We now have a list of the comments per hour and counts per hour, now let's compute the average comments per hour.

In [23]:
avg_by_hour = []
for hr in comments_by_hour:
    avg_by_hour.append([hr, comments_by_hour[hr]/ counts_by_hour[hr]])
avg_by_hour

[['09', 5.5777777777777775],
 ['13', 14.741176470588234],
 ['10', 13.440677966101696],
 ['14', 13.233644859813085],
 ['16', 16.796296296296298],
 ['23', 7.985294117647059],
 ['12', 9.41095890410959],
 ['17', 11.46],
 ['15', 38.5948275862069],
 ['21', 16.009174311926607],
 ['20', 21.525],
 ['02', 23.810344827586206],
 ['18', 13.20183486238532],
 ['03', 7.796296296296297],
 ['05', 10.08695652173913],
 ['19', 10.8],
 ['01', 11.383333333333333],
 ['22', 6.746478873239437],
 ['08', 10.25],
 ['04', 7.170212765957447],
 ['00', 8.127272727272727],
 ['06', 9.022727272727273],
 ['07', 7.852941176470588],
 ['11', 11.051724137931034]]

In [24]:
swap_avg_by_hour = []
for row in avg_by_hour:
    swap_avg_by_hour.append([row[1], row[0]])
print(swap_avg_by_hour)
sorted_swap = sorted(swap_avg_by_hour, reverse = True)
sorted_swap

[[5.5777777777777775, '09'], [14.741176470588234, '13'], [13.440677966101696, '10'], [13.233644859813085, '14'], [16.796296296296298, '16'], [7.985294117647059, '23'], [9.41095890410959, '12'], [11.46, '17'], [38.5948275862069, '15'], [16.009174311926607, '21'], [21.525, '20'], [23.810344827586206, '02'], [13.20183486238532, '18'], [7.796296296296297, '03'], [10.08695652173913, '05'], [10.8, '19'], [11.383333333333333, '01'], [6.746478873239437, '22'], [10.25, '08'], [7.170212765957447, '04'], [8.127272727272727, '00'], [9.022727272727273, '06'], [7.852941176470588, '07'], [11.051724137931034, '11']]

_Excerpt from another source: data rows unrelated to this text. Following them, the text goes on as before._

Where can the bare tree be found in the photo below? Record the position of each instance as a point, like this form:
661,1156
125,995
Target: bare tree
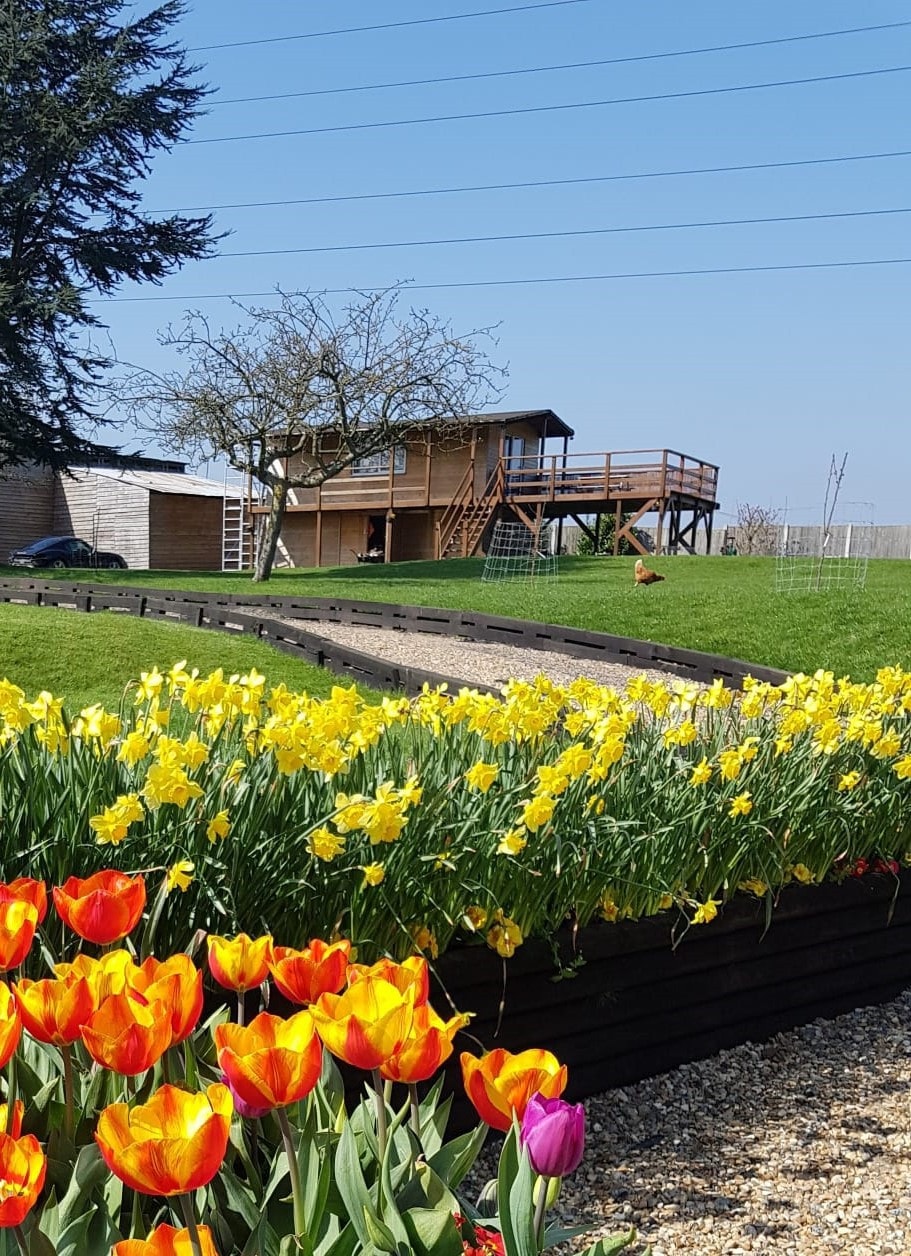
297,395
757,528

[[38.5948275862069, '15'],
 [23.810344827586206, '02'],
 [21.525, '20'],
 [16.796296296296298, '16'],
 [16.009174311926607, '21'],
 [14.741176470588234, '13'],
 [13.440677966101696, '10'],
 [13.233644859813085, '14'],
 [13.20183486238532, '18'],
 [11.46, '17'],
 [11.383333333333333, '01'],
 [11.051724137931034, '11'],
 [10.8, '19'],
 [10.25, '08'],
 [10.08695652173913, '05'],
 [9.41095890410959, '12'],
 [9.022727272727273, '06'],
 [8.127272727272727, '00'],
 [7.985294117647059, '23'],
 [7.852941176470588, '07'],
 [7.796296296296297, '03'],
 [7.170212765957447, '04'],
 [6.746478873239437, '22'],
 [5.5777777777777775, '09']]

In [25]:
print("Top 5 Hours for Ask Post Comments")
for avg,hr in sorted_swap[:5]:
    print("{}: {:.2f} average coments per post.".format(
    dt.datetime.strptime(hr, "%H").strftime("%H:%M"),avg) )

Top 5 Hours for Ask Post Comments
15:00: 38.59 average coments per post.
02:00: 23.81 average coments per post.
20:00: 21.52 average coments per post.
16:00: 16.80 average coments per post.
21:00: 16.01 average coments per post.


The hour which contains the most average comments per post is 3pm, averaging 15 more comments per post than the next closest hour, 2am.

# Conclusion
With this project we set out to analyze Hacker News, and see what type of posts receive more comments, and whether or not posts created at a certain time received more comments on average. 

What we discovered is that Ask posts receive more comments than Show posts, which logically fits what is expected of the user posting. We also found that 3pm posts contain the most comments, with 2am and 8pm falling to 2nd and 3rd most common commenting time periods.